When Microsoft gets into a new market, the impact on the existing vendors tends to be in line with the software giant’s gargantuan size. After all, fears among startups over getting ‘Netscape-d’ have often been realized. That’s particularly true in the days before the convicted monopolist started putting on a softer face on its business. Gone are the days when Microsoft would threaten ‘to cut off the air supply’ of other companies, as it famously did to the Internet browser pioneer. Maybe it’s middle-aged softness at the 33-year-old company, but Microsoft’s bite often seems a little toothless these days. (Does anyone really think Microsoft – with or without spending $45bn on Yahoo – will be able to narrow the gap to Google in search advertising?)
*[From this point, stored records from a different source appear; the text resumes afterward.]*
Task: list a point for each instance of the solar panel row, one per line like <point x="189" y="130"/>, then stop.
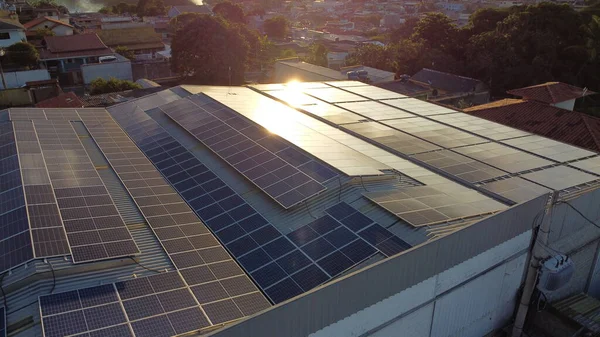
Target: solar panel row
<point x="282" y="172"/>
<point x="47" y="231"/>
<point x="160" y="305"/>
<point x="15" y="237"/>
<point x="216" y="281"/>
<point x="94" y="227"/>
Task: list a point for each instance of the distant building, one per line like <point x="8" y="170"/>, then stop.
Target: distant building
<point x="560" y="95"/>
<point x="59" y="28"/>
<point x="200" y="9"/>
<point x="11" y="30"/>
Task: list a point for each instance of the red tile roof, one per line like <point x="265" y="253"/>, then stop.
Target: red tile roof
<point x="80" y="45"/>
<point x="37" y="21"/>
<point x="550" y="92"/>
<point x="68" y="100"/>
<point x="567" y="126"/>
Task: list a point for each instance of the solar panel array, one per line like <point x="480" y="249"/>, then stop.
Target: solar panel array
<point x="15" y="237"/>
<point x="93" y="224"/>
<point x="160" y="305"/>
<point x="2" y="322"/>
<point x="205" y="265"/>
<point x="282" y="172"/>
<point x="424" y="205"/>
<point x="47" y="232"/>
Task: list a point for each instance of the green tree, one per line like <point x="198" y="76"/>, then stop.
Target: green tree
<point x="125" y="52"/>
<point x="231" y="12"/>
<point x="151" y="8"/>
<point x="209" y="50"/>
<point x="23" y="54"/>
<point x="318" y="54"/>
<point x="277" y="27"/>
<point x="102" y="86"/>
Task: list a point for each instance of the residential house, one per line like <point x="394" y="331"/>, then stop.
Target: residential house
<point x="200" y="9"/>
<point x="557" y="94"/>
<point x="451" y="89"/>
<point x="59" y="28"/>
<point x="143" y="41"/>
<point x="64" y="56"/>
<point x="11" y="30"/>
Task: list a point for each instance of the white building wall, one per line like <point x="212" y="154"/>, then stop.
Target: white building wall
<point x="15" y="36"/>
<point x="120" y="70"/>
<point x="18" y="79"/>
<point x="486" y="299"/>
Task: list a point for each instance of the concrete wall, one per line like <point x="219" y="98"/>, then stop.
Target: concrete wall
<point x="18" y="79"/>
<point x="15" y="36"/>
<point x="120" y="69"/>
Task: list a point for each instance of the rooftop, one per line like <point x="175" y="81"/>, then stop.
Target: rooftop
<point x="567" y="126"/>
<point x="79" y="45"/>
<point x="193" y="207"/>
<point x="551" y="92"/>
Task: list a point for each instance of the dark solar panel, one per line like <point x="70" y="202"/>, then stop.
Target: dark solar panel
<point x="264" y="159"/>
<point x="94" y="227"/>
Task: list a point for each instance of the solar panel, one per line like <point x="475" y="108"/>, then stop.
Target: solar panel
<point x="188" y="242"/>
<point x="2" y="322"/>
<point x="394" y="139"/>
<point x="560" y="177"/>
<point x="375" y="110"/>
<point x="157" y="305"/>
<point x="15" y="241"/>
<point x="516" y="189"/>
<point x="459" y="165"/>
<point x="316" y="107"/>
<point x="373" y="92"/>
<point x="591" y="165"/>
<point x="327" y="143"/>
<point x="439" y="134"/>
<point x="47" y="231"/>
<point x="424" y="205"/>
<point x="248" y="149"/>
<point x="479" y="126"/>
<point x="549" y="148"/>
<point x="503" y="157"/>
<point x="419" y="107"/>
<point x="94" y="227"/>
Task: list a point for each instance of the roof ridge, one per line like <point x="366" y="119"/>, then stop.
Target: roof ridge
<point x="590" y="129"/>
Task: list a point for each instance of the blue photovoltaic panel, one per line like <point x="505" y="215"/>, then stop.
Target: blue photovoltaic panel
<point x="248" y="148"/>
<point x="15" y="237"/>
<point x="201" y="259"/>
<point x="157" y="305"/>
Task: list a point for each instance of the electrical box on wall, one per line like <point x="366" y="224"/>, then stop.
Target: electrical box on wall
<point x="555" y="273"/>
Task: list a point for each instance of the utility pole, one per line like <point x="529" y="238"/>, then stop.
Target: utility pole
<point x="538" y="253"/>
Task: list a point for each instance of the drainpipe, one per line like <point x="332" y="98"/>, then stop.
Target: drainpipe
<point x="538" y="253"/>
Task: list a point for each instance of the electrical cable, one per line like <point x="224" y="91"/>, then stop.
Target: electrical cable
<point x="141" y="265"/>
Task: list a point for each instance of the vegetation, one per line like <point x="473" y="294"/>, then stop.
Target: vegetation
<point x="506" y="48"/>
<point x="23" y="54"/>
<point x="102" y="86"/>
<point x="125" y="52"/>
<point x="277" y="27"/>
<point x="210" y="50"/>
<point x="231" y="12"/>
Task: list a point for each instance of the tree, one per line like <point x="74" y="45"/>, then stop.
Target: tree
<point x="102" y="86"/>
<point x="318" y="54"/>
<point x="276" y="27"/>
<point x="41" y="33"/>
<point x="125" y="52"/>
<point x="209" y="50"/>
<point x="231" y="12"/>
<point x="23" y="54"/>
<point x="151" y="8"/>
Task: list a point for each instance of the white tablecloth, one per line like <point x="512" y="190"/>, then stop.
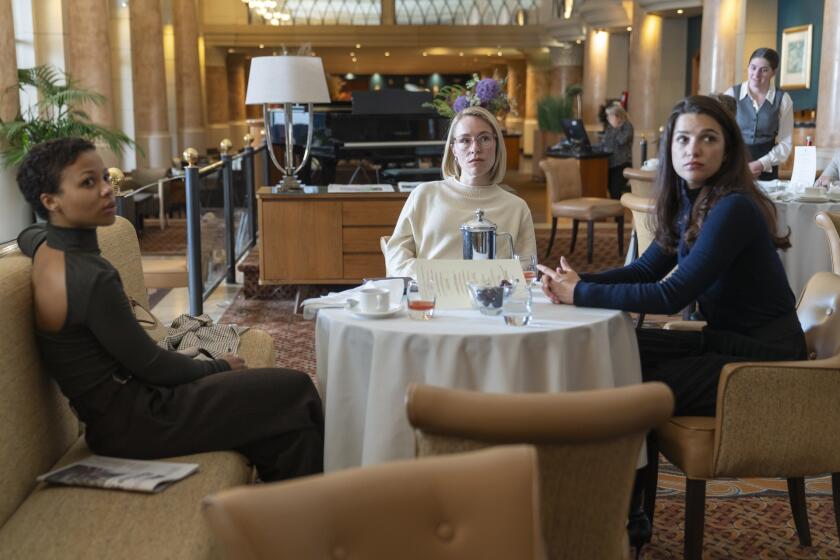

Still, there was a moment last week when it appeared the Redmond, Wash.-based behemoth once again looked like it had the power to scare the bejesus out of a company (and its investors) by buying its way into a market. Last Thursday, as it was holding its annual meeting with Wall Street, Microsoft said it was purchasing Datallegro, a data-warehousing startup that we estimate was running at about $35m in sales. A market source indicated that rumors of the deal started percolating late Wednesday, a day before official word of the acquisition. Almost immediately, shares of data-warehousing vendor Netezza came under pressure. After hitting an intra-day high of $13.36 on Wednesday, Netezza stock slumped as much as 8% and closed basically at the low of the day. It opened even lower Thursday and sunk the entire day, finishing the session at $11.48. From its peak to its trough in those two sessions, Netezza lost 14%, with trading on Thursday about 50% busier than average.

However, as easy as it may be to point to Microsoft’s competitive move as the reason for Netezza’s decline, the two events are linked only by coincidence rather than causality. According to two market sources, Netezza actually distributed shares back to its VCs, meaning the stock’s slump can be attributed to the supply side, rather than demand side. (There have been no SEC filings about the move, and calls to the company to verify the information weren’t immediately returned.) Maybe Microsoft isn’t the big, bad company we all thought it was?